ŞAİR ALİ BÜYÜKÇAPAR İLE “ŞİİR VE ŞUUR” BAŞLIKLI SÖYLEŞİ
Metin Acıpayam: Şairlik küçük ve âdi hasislikler işimidir? Yoksa idrakin en ileri merhalesinin cehdi mi?
1-Nebati-Bitkisel
2-Hayvani
3-İnsani fonksiyonlarla izaha devam etmek elzemdir. Beş duyu ilk prizmadır, insanın organlarının yerinde olması büyük bir imkândır. Akıl’a ulaşmak için hayal formlarının külli ve soyut kavramlara ulaşacak tarzda kullanarak külli bilgiye olan yol açılmış olur. İbn-i Sina bu mevzuyu şöyle anlatıyor: “Sıradan insanın düşünen zihni, faal akıldan gelen seri halindeki fikirlerin üzerine aksettiği bir ayna gibidir.”
Metin Acıpayam: Peki, bu durum şair için nedir?

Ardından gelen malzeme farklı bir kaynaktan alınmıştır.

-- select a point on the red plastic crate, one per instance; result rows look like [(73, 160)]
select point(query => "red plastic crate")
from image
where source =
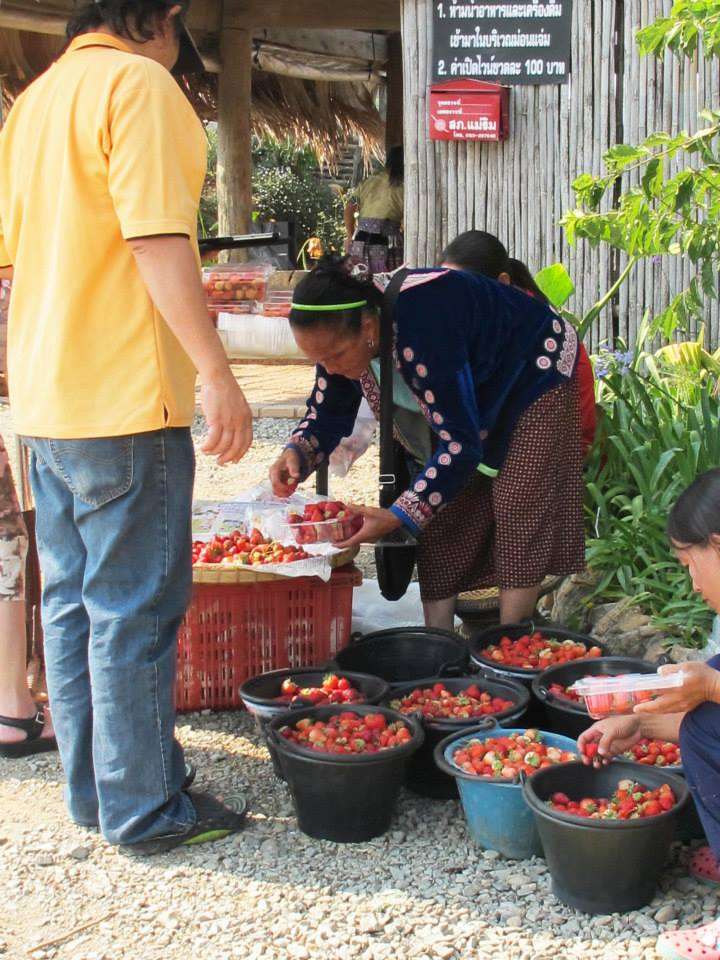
[(235, 631)]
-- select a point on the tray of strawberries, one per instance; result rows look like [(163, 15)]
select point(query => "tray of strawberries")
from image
[(631, 801), (241, 557), (617, 696), (326, 521)]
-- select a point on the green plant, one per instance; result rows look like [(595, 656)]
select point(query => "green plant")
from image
[(281, 194), (665, 192), (654, 439)]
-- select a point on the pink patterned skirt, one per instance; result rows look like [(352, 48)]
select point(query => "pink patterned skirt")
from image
[(525, 524)]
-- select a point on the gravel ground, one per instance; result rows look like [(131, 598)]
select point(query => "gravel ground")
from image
[(422, 892)]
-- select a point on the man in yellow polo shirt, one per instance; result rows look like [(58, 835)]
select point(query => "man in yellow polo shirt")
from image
[(102, 161)]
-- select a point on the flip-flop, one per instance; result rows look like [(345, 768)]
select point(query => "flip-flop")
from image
[(34, 741), (701, 943), (704, 867)]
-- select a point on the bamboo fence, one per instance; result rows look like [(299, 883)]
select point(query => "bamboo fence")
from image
[(520, 189)]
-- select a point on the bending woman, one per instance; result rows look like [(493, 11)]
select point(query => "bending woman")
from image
[(690, 714), (499, 502), (481, 252)]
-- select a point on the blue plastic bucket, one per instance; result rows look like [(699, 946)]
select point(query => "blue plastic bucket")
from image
[(497, 815)]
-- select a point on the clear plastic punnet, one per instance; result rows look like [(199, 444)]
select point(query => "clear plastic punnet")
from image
[(236, 282), (615, 696)]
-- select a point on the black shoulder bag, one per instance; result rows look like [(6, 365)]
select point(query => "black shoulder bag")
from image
[(395, 553)]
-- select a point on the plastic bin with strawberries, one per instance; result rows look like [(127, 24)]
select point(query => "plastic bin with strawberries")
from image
[(616, 696), (326, 521)]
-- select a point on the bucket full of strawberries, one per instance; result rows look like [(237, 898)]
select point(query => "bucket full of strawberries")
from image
[(606, 832), (522, 652), (490, 764), (270, 695), (345, 767), (445, 705)]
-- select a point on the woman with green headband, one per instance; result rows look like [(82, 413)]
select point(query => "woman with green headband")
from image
[(499, 500)]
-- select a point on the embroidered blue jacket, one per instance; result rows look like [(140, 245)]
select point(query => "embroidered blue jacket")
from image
[(476, 354)]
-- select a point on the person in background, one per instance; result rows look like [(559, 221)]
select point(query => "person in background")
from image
[(102, 162), (499, 500), (690, 714), (374, 219), (481, 252), (25, 727)]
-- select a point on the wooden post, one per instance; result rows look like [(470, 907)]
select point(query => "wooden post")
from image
[(394, 120), (234, 155)]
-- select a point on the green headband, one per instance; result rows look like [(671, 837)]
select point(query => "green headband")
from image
[(328, 308)]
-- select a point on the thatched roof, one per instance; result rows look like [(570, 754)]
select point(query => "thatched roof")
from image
[(324, 114)]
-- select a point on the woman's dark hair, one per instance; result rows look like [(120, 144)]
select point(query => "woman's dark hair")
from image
[(695, 518), (328, 284), (135, 20), (478, 252), (521, 277), (395, 166)]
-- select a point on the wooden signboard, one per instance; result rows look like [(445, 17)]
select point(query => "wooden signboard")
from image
[(469, 110), (508, 43)]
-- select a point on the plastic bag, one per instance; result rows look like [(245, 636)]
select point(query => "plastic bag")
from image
[(351, 448), (371, 611), (255, 335)]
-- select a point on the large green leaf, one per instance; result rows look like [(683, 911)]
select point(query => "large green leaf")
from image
[(556, 283)]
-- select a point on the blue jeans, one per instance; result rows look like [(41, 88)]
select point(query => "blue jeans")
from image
[(114, 537), (700, 749)]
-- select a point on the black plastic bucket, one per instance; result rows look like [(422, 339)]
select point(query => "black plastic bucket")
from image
[(564, 716), (406, 654), (689, 825), (259, 694), (423, 775), (602, 866), (347, 799)]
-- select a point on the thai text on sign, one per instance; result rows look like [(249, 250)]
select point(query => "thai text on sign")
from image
[(512, 42)]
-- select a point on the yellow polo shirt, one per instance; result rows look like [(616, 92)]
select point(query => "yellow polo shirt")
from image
[(101, 148)]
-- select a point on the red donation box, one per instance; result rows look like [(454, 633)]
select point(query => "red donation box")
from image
[(469, 110)]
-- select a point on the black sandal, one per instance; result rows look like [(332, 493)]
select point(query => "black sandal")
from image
[(34, 741)]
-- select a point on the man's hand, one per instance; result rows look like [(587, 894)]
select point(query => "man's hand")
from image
[(229, 420), (377, 523), (613, 735), (700, 684), (285, 473)]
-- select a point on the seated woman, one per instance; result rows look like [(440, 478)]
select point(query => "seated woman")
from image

Ali Büyükçapar: Sorunun bam teli de işte burada düğümlenmekte, sırrı alama işi ise bize düşmektedir. İnsanlığın bütün hareketleri şu üç gayeden birine ulaşmak içindir:
A) Ya bir gerçeği tanımak
B) Veya bir hakikati araştırmak
C) Veyahut bir değeri ortaya koymak
Böylece bütün hareketlerimiz gerçekler, hakikatler ve değerler etrafında toplanmaktadır. Gerçek; onu düşünen insanlardan tamamen bağımsız olarak ele alınan eşyadan ibarettir. Hal ve hareket yönü vardır. Hakikat; düşüncemizin konusuna uygunluğu demektir. Eşya ve olaylar gerçektir. Bu da 1-Olay Hakikati 2-Mantık hakikati şeklinde ifade edilir. Buradaki olay hakikatini üç guruba ayırmak lazım;
1-Fizik Hakikati (Örnek; Kâinat Genişliyor)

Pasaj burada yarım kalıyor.